Code that we are running on OAK-D ->

import cv2
import depthai as dai
import numpy as np
import argparse
import time
from misc import crf_refine

# --------------- Pipeline ---------------
NN_WIDTH, NN_HEIGHT = 416, 416
# Start defining a pipeline
pipeline = dai.Pipeline()
pipeline.setOpenVINOVersion(version=dai.OpenVINO.VERSION_2021_1)

# Define a neural network
detection_nn = pipeline.create(dai.node.NeuralNetwork)
detection_nn.setBlobPath("/home/kunal/Downloads/FYP/OptiDepth/GDNet/model_g.blob")
detection_nn.setNumPoolFrames(4)
detection_nn.input.setBlocking(False)
detection_nn.setNumInferenceThreads(2)

# Define camera
cam = pipeline.create(dai.node.ColorCamera)
cam.setPreviewSize(NN_WIDTH, NN_HEIGHT)
cam.setInterleaved(False)
cam.setFps(40)
cam.setResolution(dai.ColorCameraProperties.SensorResolution.THE_1080_P)

# Create outputs
xout_cam = pipeline.create(dai.node.XLinkOut)
xout_cam.setStreamName("cam")

xout_nn = pipeline.create(dai.node.XLinkOut)
xout_nn.setStreamName("nn")

# Link
cam.preview.link(detection_nn.input)
detection_nn.passthrough.link(xout_cam.input)
detection_nn.out.link(xout_nn.input)

# --------------- Inference ---------------
# Pipeline defined, now the device is assigned and pipeline is started
with dai.Device(pipeline) as device:
    # Output queues will be used to get the rgb frames and nn data from the outputs defined above
    q_cam = device.getOutputQueue("cam", 4, blocking=False)
    q_nn = device.getOutputQueue(name="nn", maxSize=4, blocking=False)

    start_time = time.time()
    counter = 0
    fps = 0
    layer_info_printed = False

    while True:
        in_frame = q_cam.get()
        in_nn = q_nn.get()

        frame = in_frame.getCvFrame()
        frame = cv2.cvtColor(frame, cv2.COLOR_BGR2RGB)

        # Get output layer
        pred_mask = np.array(in_nn.getFirstLayerFp16()).reshape((NN_HEIGHT, NN_WIDTH))
        pred_mask = (pred_mask*255).astype(np.uint8)

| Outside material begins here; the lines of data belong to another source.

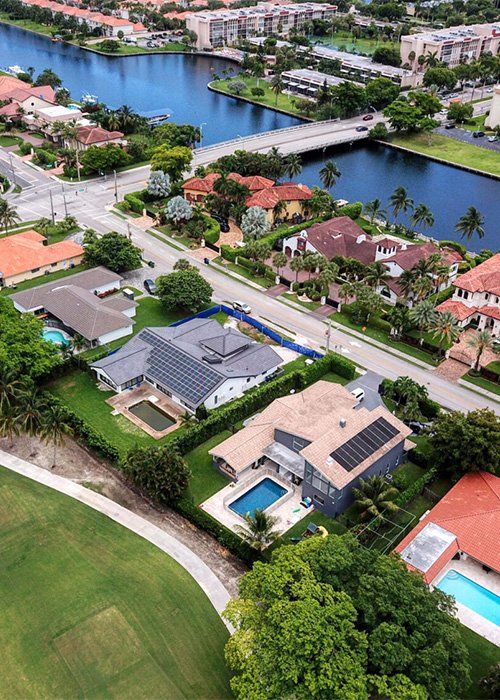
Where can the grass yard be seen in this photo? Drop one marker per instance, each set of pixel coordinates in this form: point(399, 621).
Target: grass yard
point(96, 611)
point(448, 149)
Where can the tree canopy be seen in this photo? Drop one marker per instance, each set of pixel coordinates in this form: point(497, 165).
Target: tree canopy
point(328, 618)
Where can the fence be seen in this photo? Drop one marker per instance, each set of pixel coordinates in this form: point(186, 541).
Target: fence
point(301, 349)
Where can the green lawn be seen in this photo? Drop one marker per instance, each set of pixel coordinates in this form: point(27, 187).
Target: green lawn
point(284, 102)
point(95, 611)
point(451, 150)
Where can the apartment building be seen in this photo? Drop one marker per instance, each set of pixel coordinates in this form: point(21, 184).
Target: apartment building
point(452, 46)
point(227, 27)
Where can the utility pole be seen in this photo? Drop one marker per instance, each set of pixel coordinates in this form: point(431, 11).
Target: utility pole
point(52, 208)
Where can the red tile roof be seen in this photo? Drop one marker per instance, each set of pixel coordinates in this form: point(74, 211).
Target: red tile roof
point(269, 198)
point(25, 251)
point(457, 308)
point(89, 135)
point(483, 278)
point(471, 511)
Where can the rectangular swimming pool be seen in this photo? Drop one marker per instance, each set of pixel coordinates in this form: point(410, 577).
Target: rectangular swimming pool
point(472, 595)
point(259, 497)
point(152, 415)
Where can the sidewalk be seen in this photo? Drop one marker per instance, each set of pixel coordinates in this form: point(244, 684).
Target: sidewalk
point(206, 579)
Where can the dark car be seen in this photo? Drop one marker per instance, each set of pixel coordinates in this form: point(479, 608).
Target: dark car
point(150, 286)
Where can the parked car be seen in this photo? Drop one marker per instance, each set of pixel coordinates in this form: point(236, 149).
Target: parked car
point(150, 286)
point(358, 393)
point(242, 307)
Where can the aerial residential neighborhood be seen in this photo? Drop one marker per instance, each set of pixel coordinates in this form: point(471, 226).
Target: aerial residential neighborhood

        f_1 = crf_refine(np.array(frame), pred_mask)

        cv2.imshow("Mask", f_1)

        # Calculate FPS
        counter += 1
        if (time.time() - start_time) > 1:
            fps = counter / (time.time() - start_time)

            counter = 0
            start_time = time.time()
            print(fps)

        if cv2.waitKey(1) == ord('q'):
            break

Error we are getting ->

Screenshot from 2024-02-27 19-43-45

Can someone pls provide some insights on how can we solve this? Thanks

KunalA18 commented 8 months ago

found out that 300MB is the limit in blobconverter so anything bigger than that would not pass.